Three weeks ago, my beloved cat and best friend, Lillie, died. Lillie joined our family when I was in kindergarten and she stuck with me through my entire childhood. I fought to keep her after she peed on the couch for the 10th time and I snuck her in through my bedroom window on cold nights. She kept me company through the awkward years of middle school and snuggled under my covers when I was having bad dreams. Lillie lived a good 16 years, but an unknown culprit took her life too soon.
My dad found Lillie’s body in the bottom of our fishpond early one morning, and it was clear she had been attacked. That afternoon, I spent several hours scavenging the yard for footprints, and I kept watch for a few nights after, hoping maybe I would find the perpetrator. I googled animal traps and night-watch cameras; I even considered baiting the culprit with food and killing it with my dad’s pellet gun. I wanted so badly to avenge Lillie’s death, to fight back against the cruelty of nature. My gut kept telling me the murderer deserved to be punished and I couldn’t shake my thirst for justice.I had never felt such a strong desire for revenge, and the worst part was it felt so right. Someone needed to be held accountable, right?
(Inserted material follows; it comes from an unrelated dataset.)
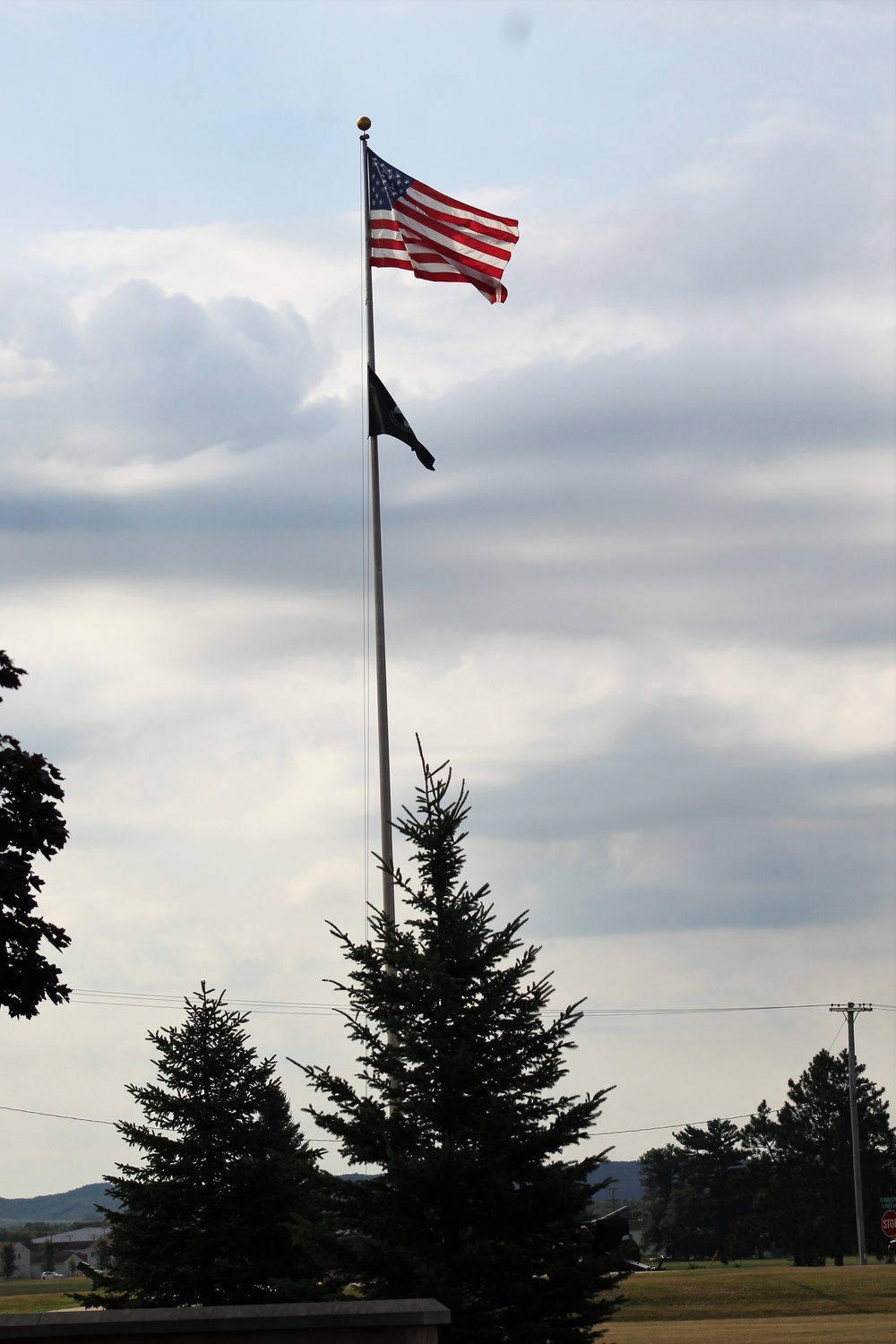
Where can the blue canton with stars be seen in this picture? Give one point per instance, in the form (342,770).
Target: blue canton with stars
(387,183)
This got me thinking about the motivation behind revenge — we so badly want the universe to hinge on the principle of justice, not mercy. When someone we love dies, we want to make sense of it, we want to annihilate whatever took their life, whether it’s cancer, drugs or another person. It’s like there’s a compass buried in the deepest part of our gut, constantly pointing us in the direction of justice.
As I was plotting my pointless revenge, it became clear I couldn’t rely on my own moral leanings; I needed to be rooted in a truth deeper. Because anger, indignation, fear, disappointment, self-interest, lust, pride...no matter the target, they’re all branches of the same tree. They define our emotional experiences and can so quickly blind our better judgments. While scary at first, I realized how emancipating this idea is — our own desires, our own strivings can’t sustain us. It’s a hard truth, but a beautiful one. It means we can’t be perfect, we can’t be fully good and that’s okay. It doesn’t mean we’re evil — it simply means we’re human.
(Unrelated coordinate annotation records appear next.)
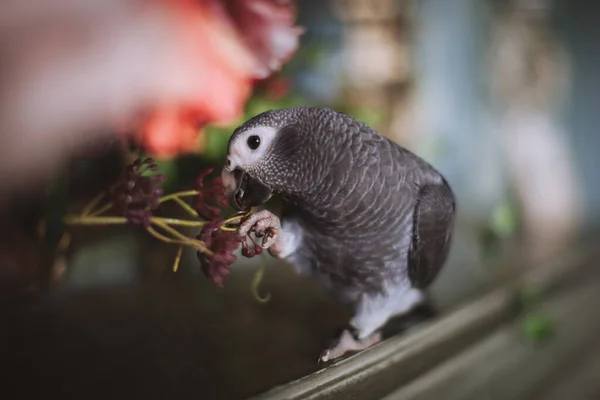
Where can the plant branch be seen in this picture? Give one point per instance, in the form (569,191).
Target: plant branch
(177,259)
(187,193)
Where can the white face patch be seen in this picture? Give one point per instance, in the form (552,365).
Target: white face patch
(244,151)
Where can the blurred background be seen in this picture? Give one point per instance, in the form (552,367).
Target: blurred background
(501,96)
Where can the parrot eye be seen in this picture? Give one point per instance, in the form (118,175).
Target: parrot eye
(253,142)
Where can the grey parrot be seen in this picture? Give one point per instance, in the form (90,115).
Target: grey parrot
(365,217)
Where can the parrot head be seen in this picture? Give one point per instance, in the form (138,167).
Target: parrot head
(251,156)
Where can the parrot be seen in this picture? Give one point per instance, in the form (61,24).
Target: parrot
(366,218)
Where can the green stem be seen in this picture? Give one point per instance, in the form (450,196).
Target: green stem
(177,259)
(93,220)
(191,242)
(102,210)
(186,193)
(162,237)
(256,282)
(186,207)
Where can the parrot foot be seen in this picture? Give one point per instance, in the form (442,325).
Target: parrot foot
(347,343)
(265,224)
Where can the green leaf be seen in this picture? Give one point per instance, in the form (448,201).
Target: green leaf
(537,327)
(504,220)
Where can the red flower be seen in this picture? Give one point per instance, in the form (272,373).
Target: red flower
(227,44)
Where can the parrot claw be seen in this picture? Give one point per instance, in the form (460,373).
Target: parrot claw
(265,224)
(347,343)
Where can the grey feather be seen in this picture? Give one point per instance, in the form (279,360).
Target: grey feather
(373,213)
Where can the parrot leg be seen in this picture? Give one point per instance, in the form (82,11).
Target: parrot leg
(372,313)
(347,343)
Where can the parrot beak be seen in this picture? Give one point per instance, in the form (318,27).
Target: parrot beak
(247,192)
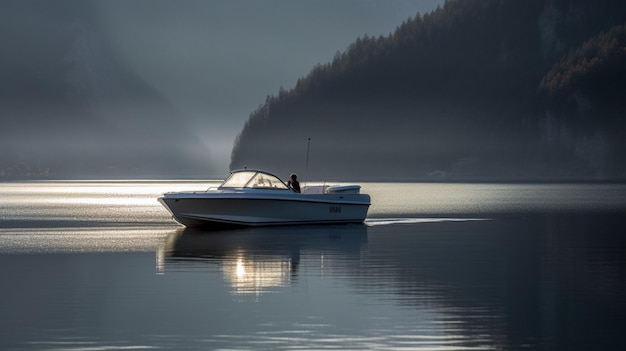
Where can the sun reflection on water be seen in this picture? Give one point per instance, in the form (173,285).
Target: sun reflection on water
(247,275)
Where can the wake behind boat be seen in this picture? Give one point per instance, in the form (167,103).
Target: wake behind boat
(258,198)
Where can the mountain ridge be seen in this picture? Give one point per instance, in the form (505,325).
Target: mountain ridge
(458,93)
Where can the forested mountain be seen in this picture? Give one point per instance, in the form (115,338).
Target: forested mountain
(477,89)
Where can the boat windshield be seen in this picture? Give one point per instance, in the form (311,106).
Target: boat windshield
(253,179)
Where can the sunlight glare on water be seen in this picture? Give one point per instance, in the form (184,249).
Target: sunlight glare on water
(101,265)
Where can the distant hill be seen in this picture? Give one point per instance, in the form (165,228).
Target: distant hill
(475,90)
(69,109)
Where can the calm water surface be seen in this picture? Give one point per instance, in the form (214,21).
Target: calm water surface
(101,266)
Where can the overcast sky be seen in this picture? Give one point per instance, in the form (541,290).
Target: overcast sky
(217,60)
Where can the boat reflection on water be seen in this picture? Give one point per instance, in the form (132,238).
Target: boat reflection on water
(258,260)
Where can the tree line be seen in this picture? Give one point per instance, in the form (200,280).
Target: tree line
(475,89)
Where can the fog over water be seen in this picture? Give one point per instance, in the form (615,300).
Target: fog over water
(158,88)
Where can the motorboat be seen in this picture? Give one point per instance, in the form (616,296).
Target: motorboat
(258,198)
You might think I’m crazy for thinking all these things after the death of a pet, especially if you’re not a cat lover. But death is unbelievably, indefinably hard, and I’ve been reminded of this over the past month. I’ve been reminded of the frailty of life and the incredible depth of human emotion in response. These emotions can push and pull us in directions we never knew existed. And, perhaps, if we recognize and accept this force, we can move beyond our desires and live in a space of unwarranted forgiveness.